Nasir Al-Naimi, vice president of petroleum engineering and development for Saudi Aramco, highlighted several ambitious technology initiatives that are poised to “revolutionize” his company’s core exploration operations.

Among them is a recently launched digital program called GeoDrive, which is an integrated geophysical imaging and modeling program designed for intensive exascale computing—considered to be one of the next major milestones for high-performance computing.

“This platform improves image-­processing efficiency by 90%, pushing the limits of image resolution,” said Al-Naimi. “It is especially helpful in areas with challenging and complex geology.”

In 2016, Aramco debuted another in-house digital feat called TerraPowers that represents the industry’s first trillion-cell reservoir simulation and hydrocarbon migration algorithm.

“This will allow our engineers to visualize the entire Arabian Peninsula and Red Sea,” added Al-Naimi.

One frontier area where Aramco is using its new suite of geophysical technologies is at its budding unconventional program that is targeting the Kingdom’s tight-gas formations.
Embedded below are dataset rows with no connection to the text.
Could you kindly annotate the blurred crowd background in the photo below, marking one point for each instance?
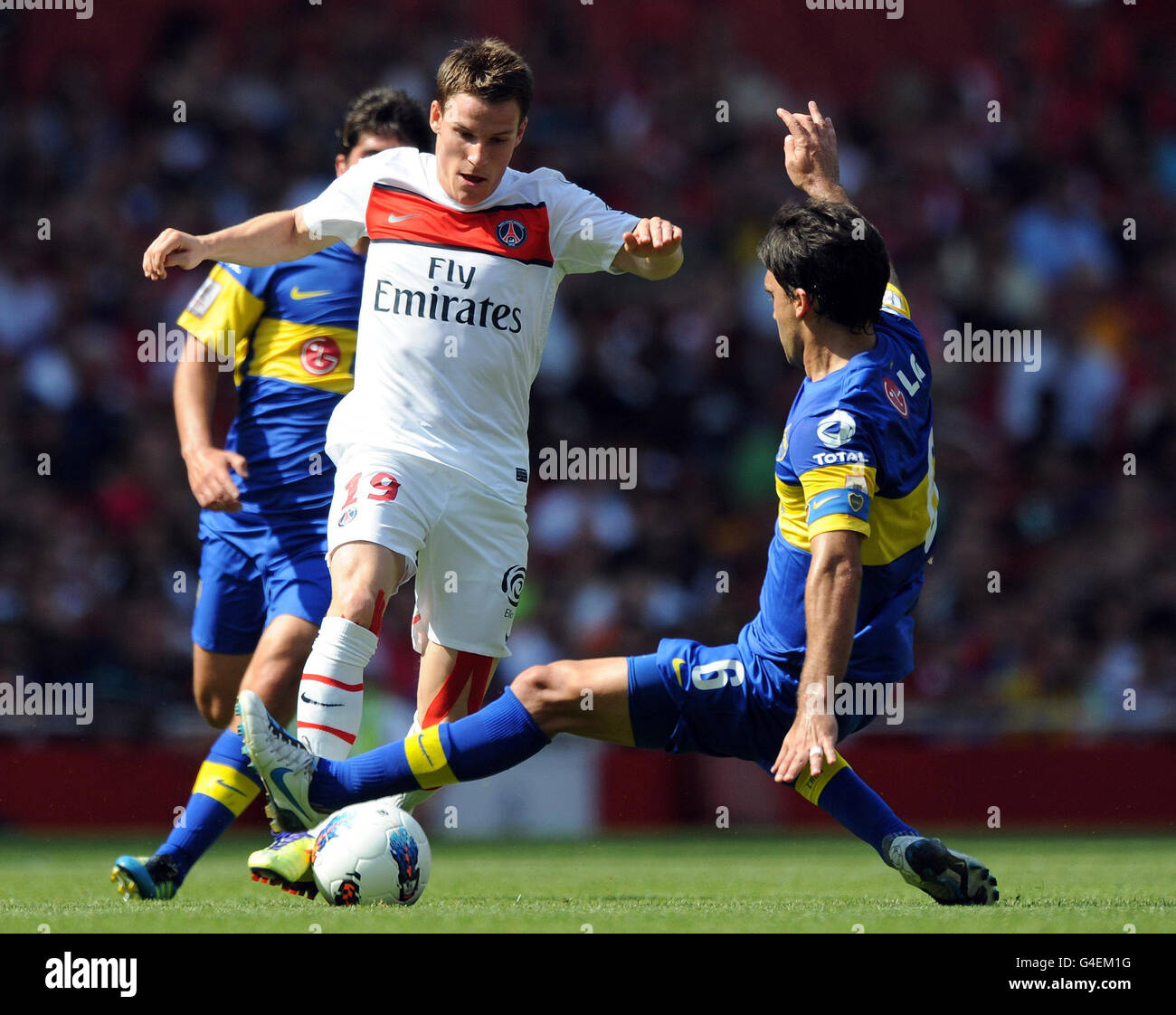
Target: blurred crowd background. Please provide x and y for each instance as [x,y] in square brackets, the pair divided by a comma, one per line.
[661,107]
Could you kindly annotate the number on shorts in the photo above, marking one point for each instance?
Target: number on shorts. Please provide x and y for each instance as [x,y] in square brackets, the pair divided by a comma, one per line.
[384,486]
[720,673]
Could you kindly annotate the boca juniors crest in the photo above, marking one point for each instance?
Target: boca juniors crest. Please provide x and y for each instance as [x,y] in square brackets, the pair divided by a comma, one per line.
[510,233]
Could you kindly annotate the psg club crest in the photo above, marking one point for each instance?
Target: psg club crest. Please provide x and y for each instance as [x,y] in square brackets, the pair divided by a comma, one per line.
[510,233]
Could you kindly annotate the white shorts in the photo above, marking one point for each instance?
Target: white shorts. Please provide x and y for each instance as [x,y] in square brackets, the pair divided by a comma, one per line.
[466,545]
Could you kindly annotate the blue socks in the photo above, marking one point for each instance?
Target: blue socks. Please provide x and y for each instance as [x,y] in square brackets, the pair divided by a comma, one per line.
[847,799]
[492,740]
[223,788]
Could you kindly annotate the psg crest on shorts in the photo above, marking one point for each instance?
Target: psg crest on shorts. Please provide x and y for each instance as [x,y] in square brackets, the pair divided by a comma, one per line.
[510,233]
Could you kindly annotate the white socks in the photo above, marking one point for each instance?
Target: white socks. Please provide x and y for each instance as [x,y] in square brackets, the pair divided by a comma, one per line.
[330,697]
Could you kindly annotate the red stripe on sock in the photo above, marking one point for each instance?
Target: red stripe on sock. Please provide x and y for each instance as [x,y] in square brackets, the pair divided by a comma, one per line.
[329,729]
[333,682]
[466,666]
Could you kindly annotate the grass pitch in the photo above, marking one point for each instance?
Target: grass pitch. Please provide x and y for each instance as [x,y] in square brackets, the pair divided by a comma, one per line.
[712,881]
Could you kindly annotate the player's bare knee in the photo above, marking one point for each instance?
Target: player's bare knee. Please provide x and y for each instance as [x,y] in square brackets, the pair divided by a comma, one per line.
[215,708]
[547,692]
[356,602]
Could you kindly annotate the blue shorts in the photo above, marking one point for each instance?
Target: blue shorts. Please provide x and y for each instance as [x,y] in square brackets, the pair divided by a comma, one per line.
[246,583]
[717,700]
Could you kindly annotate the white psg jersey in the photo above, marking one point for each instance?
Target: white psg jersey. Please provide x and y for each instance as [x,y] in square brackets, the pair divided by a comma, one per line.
[457,305]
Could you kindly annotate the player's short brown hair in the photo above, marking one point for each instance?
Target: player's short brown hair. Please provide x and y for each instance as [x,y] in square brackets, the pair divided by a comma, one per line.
[833,253]
[386,110]
[488,70]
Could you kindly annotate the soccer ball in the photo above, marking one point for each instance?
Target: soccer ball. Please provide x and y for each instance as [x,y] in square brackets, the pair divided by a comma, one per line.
[371,853]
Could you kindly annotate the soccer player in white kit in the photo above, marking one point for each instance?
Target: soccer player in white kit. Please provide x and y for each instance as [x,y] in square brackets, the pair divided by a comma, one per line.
[431,445]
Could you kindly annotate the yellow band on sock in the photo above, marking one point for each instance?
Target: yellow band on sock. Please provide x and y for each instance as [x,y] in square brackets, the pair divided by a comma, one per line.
[811,786]
[426,759]
[224,784]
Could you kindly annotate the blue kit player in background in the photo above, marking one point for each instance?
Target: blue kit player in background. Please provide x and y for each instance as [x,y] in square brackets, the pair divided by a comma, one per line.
[263,583]
[855,477]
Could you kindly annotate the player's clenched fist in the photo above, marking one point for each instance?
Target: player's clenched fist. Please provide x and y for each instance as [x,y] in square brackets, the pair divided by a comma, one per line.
[172,250]
[653,238]
[208,477]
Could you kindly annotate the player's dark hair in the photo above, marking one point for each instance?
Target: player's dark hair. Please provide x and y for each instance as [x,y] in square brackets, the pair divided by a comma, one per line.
[833,253]
[386,110]
[488,70]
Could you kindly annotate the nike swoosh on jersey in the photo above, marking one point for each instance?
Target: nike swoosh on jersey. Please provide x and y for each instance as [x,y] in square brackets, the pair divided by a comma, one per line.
[320,704]
[277,776]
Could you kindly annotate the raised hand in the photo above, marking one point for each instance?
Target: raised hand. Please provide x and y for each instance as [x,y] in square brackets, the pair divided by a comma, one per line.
[811,153]
[172,250]
[653,238]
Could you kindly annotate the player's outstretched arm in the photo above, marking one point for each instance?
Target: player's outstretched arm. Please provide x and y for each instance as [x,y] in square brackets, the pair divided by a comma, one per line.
[830,608]
[653,250]
[265,240]
[194,395]
[811,157]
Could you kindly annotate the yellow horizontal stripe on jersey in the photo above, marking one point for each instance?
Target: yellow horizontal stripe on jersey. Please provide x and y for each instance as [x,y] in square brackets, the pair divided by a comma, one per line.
[228,320]
[895,300]
[427,761]
[896,525]
[281,351]
[900,525]
[794,500]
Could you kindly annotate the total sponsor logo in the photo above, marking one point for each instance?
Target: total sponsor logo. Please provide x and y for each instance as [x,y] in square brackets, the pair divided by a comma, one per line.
[836,430]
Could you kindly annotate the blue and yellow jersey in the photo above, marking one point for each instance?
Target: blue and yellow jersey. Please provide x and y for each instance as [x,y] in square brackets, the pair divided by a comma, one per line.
[858,454]
[292,330]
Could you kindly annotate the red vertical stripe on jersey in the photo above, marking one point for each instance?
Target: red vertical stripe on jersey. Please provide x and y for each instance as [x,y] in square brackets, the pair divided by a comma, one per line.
[403,215]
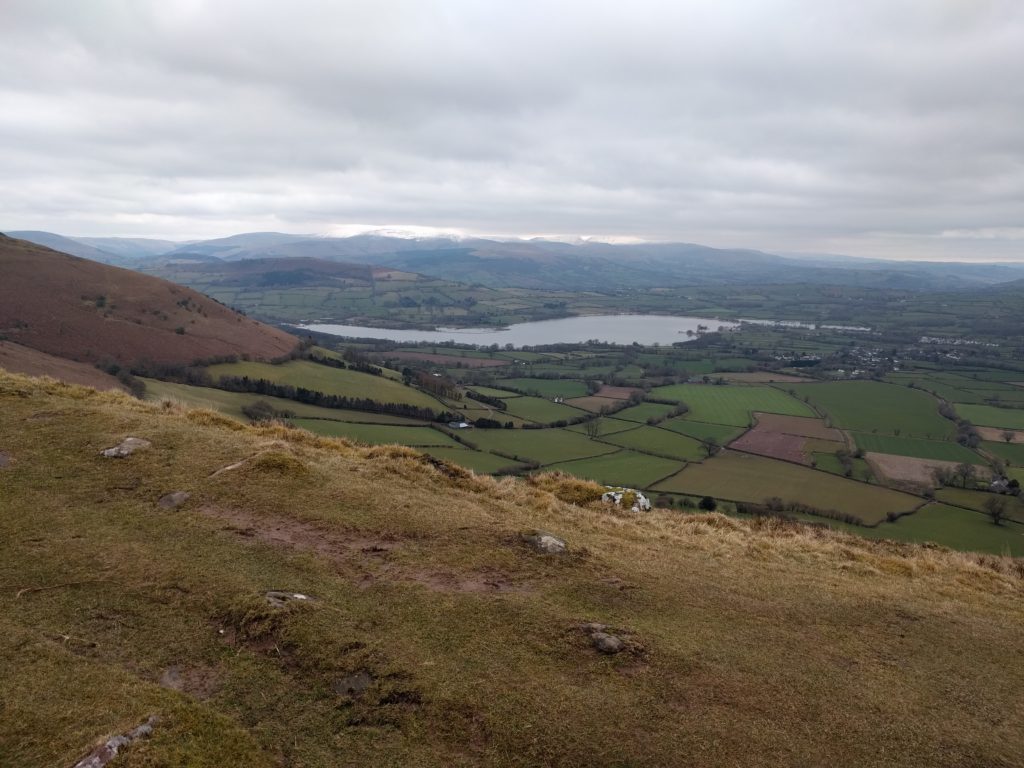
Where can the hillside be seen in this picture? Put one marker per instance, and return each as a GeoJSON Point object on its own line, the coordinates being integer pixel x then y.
{"type": "Point", "coordinates": [87, 311]}
{"type": "Point", "coordinates": [33, 363]}
{"type": "Point", "coordinates": [431, 635]}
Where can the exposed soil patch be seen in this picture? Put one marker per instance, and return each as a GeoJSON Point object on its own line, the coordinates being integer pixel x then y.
{"type": "Point", "coordinates": [617, 393]}
{"type": "Point", "coordinates": [592, 403]}
{"type": "Point", "coordinates": [995, 434]}
{"type": "Point", "coordinates": [367, 553]}
{"type": "Point", "coordinates": [479, 582]}
{"type": "Point", "coordinates": [773, 444]}
{"type": "Point", "coordinates": [763, 377]}
{"type": "Point", "coordinates": [905, 469]}
{"type": "Point", "coordinates": [798, 425]}
{"type": "Point", "coordinates": [199, 682]}
{"type": "Point", "coordinates": [330, 543]}
{"type": "Point", "coordinates": [451, 359]}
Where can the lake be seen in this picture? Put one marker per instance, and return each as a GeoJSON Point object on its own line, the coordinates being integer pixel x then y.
{"type": "Point", "coordinates": [616, 329]}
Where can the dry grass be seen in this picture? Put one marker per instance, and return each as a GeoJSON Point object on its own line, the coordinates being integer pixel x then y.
{"type": "Point", "coordinates": [753, 643]}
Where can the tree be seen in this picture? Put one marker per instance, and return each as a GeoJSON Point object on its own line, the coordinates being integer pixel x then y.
{"type": "Point", "coordinates": [965, 472]}
{"type": "Point", "coordinates": [710, 445]}
{"type": "Point", "coordinates": [995, 508]}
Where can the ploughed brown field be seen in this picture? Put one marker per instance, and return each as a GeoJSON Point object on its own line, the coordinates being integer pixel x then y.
{"type": "Point", "coordinates": [785, 437]}
{"type": "Point", "coordinates": [449, 359]}
{"type": "Point", "coordinates": [90, 312]}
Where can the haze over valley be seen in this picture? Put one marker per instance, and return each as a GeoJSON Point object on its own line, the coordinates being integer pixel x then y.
{"type": "Point", "coordinates": [463, 384]}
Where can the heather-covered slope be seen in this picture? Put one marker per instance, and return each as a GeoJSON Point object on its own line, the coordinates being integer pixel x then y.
{"type": "Point", "coordinates": [87, 311]}
{"type": "Point", "coordinates": [434, 636]}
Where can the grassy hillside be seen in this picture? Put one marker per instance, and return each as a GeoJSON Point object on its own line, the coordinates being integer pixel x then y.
{"type": "Point", "coordinates": [434, 637]}
{"type": "Point", "coordinates": [87, 311]}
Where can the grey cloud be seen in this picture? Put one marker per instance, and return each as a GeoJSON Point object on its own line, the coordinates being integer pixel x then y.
{"type": "Point", "coordinates": [875, 128]}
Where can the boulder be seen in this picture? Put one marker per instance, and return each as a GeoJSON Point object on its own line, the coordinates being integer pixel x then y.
{"type": "Point", "coordinates": [607, 643]}
{"type": "Point", "coordinates": [352, 685]}
{"type": "Point", "coordinates": [127, 446]}
{"type": "Point", "coordinates": [107, 752]}
{"type": "Point", "coordinates": [545, 543]}
{"type": "Point", "coordinates": [173, 500]}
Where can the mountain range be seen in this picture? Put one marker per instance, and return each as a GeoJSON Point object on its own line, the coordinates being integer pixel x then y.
{"type": "Point", "coordinates": [60, 312]}
{"type": "Point", "coordinates": [538, 263]}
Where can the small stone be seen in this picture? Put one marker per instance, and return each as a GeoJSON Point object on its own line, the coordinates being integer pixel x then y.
{"type": "Point", "coordinates": [128, 446]}
{"type": "Point", "coordinates": [353, 684]}
{"type": "Point", "coordinates": [607, 643]}
{"type": "Point", "coordinates": [279, 599]}
{"type": "Point", "coordinates": [173, 500]}
{"type": "Point", "coordinates": [547, 544]}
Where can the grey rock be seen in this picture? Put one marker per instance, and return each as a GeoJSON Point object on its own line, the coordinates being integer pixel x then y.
{"type": "Point", "coordinates": [353, 684]}
{"type": "Point", "coordinates": [107, 752]}
{"type": "Point", "coordinates": [278, 599]}
{"type": "Point", "coordinates": [607, 643]}
{"type": "Point", "coordinates": [545, 543]}
{"type": "Point", "coordinates": [173, 500]}
{"type": "Point", "coordinates": [127, 446]}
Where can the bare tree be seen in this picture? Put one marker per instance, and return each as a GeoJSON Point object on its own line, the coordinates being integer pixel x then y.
{"type": "Point", "coordinates": [965, 472]}
{"type": "Point", "coordinates": [995, 508]}
{"type": "Point", "coordinates": [710, 445]}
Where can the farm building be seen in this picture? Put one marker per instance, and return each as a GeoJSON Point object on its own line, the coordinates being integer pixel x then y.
{"type": "Point", "coordinates": [627, 497]}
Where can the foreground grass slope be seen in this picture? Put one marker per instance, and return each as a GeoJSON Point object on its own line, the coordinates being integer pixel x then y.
{"type": "Point", "coordinates": [751, 643]}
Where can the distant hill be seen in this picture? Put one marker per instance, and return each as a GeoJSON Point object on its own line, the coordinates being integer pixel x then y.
{"type": "Point", "coordinates": [598, 266]}
{"type": "Point", "coordinates": [540, 263]}
{"type": "Point", "coordinates": [130, 248]}
{"type": "Point", "coordinates": [69, 245]}
{"type": "Point", "coordinates": [83, 310]}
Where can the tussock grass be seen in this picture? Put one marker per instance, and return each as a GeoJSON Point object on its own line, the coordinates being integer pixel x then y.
{"type": "Point", "coordinates": [764, 642]}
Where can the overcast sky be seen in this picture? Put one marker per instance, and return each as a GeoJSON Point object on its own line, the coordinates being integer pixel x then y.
{"type": "Point", "coordinates": [888, 128]}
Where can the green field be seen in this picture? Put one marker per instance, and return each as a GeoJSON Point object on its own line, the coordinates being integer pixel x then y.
{"type": "Point", "coordinates": [1012, 453]}
{"type": "Point", "coordinates": [976, 500]}
{"type": "Point", "coordinates": [702, 430]}
{"type": "Point", "coordinates": [942, 451]}
{"type": "Point", "coordinates": [377, 434]}
{"type": "Point", "coordinates": [541, 411]}
{"type": "Point", "coordinates": [544, 445]}
{"type": "Point", "coordinates": [662, 441]}
{"type": "Point", "coordinates": [732, 403]}
{"type": "Point", "coordinates": [548, 387]}
{"type": "Point", "coordinates": [624, 468]}
{"type": "Point", "coordinates": [872, 407]}
{"type": "Point", "coordinates": [329, 380]}
{"type": "Point", "coordinates": [754, 478]}
{"type": "Point", "coordinates": [503, 394]}
{"type": "Point", "coordinates": [956, 528]}
{"type": "Point", "coordinates": [474, 460]}
{"type": "Point", "coordinates": [989, 416]}
{"type": "Point", "coordinates": [230, 403]}
{"type": "Point", "coordinates": [827, 462]}
{"type": "Point", "coordinates": [644, 411]}
{"type": "Point", "coordinates": [605, 425]}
The advanced softwares are already lowering drilling costs, “while increasing our productivity several times over,” said Al-Naimi.

Al-Naimi also highlighted the growing use of ocean-bottom nodes, but with the added feature of robotics, which he said represents a “disruptive technology” for the seismic sector. Known as the “Spice Rack” program, Aramco has been developing autonomous robotic nodes for subsea seismic acquisition for the past several years with its partner Seabed GeoSolutions.

Sophie Zurquiyah, chief executive at the geoscience giant CGG, also highlighted the expanding use of ocean-bottom node technology that delivers more precise seismic data which in turn puts the subsurface into sharper focus. Better images, she said, are translating into better-placed wells and giving operators more confidence in deciding the optimal number of wells needed to develop an asset.

“If you look at the Gulf of Mexico, which has a particularly complex subsurface with lots of salt, all of the projects that have been approved by our clients there have had ocean-bottom node surveys,” said Zurquiyah.

Panelists from Halliburton and ­Schlumberger emphasized their company’s recent decisions to move away from the closed, proprietary model that has been used by the service companies since the dawn of the oil and gas software business.

“To drive the next industry revolution, we need more than just incremental change—we need to develop a common operating system, an open architecture, a system that allows all companies to plug in and contribute to our understanding of the well, the reservoir, and the field,” said Trey Clark, vice president of wireline and perforating services at Halliburton.

When they looked at the challenges of implementing this new wave of technology, the panelists shared the view that the biggest obstacle involves the industry’s access to young and skilled workers.

Al-Naimi said that while about 70% of Aramco’s upstream workforce is under the age of 35, attracting young people to oil and gas remains a top concern for the world’s largest company. A chief hurdle are widespread beliefs in the public arena that the industry is in decline, which he said, “exert a negative influence on recruitment.”

“We must work together to dispel this misconception, emphasize our renewed focus on cutting-edge technology, and prepare our companies for these younger employees who will carry this Industry 4.0 forward,” said Al-Naimi.

The reach of tech firms is expanding faster than the upstream business and is often seen by young people as more exciting, Zurquiyah said. “As well, we have a deficit of image—so we need to work as an industry to try and address that.”

She said one way the industry can turn this situation around is by modernizing its work environments, making career advancement opportunities more transparent and available, and by embracing the concept of work-life balance. “There are expectations from this group of people—and we need to make sure we listen to that.”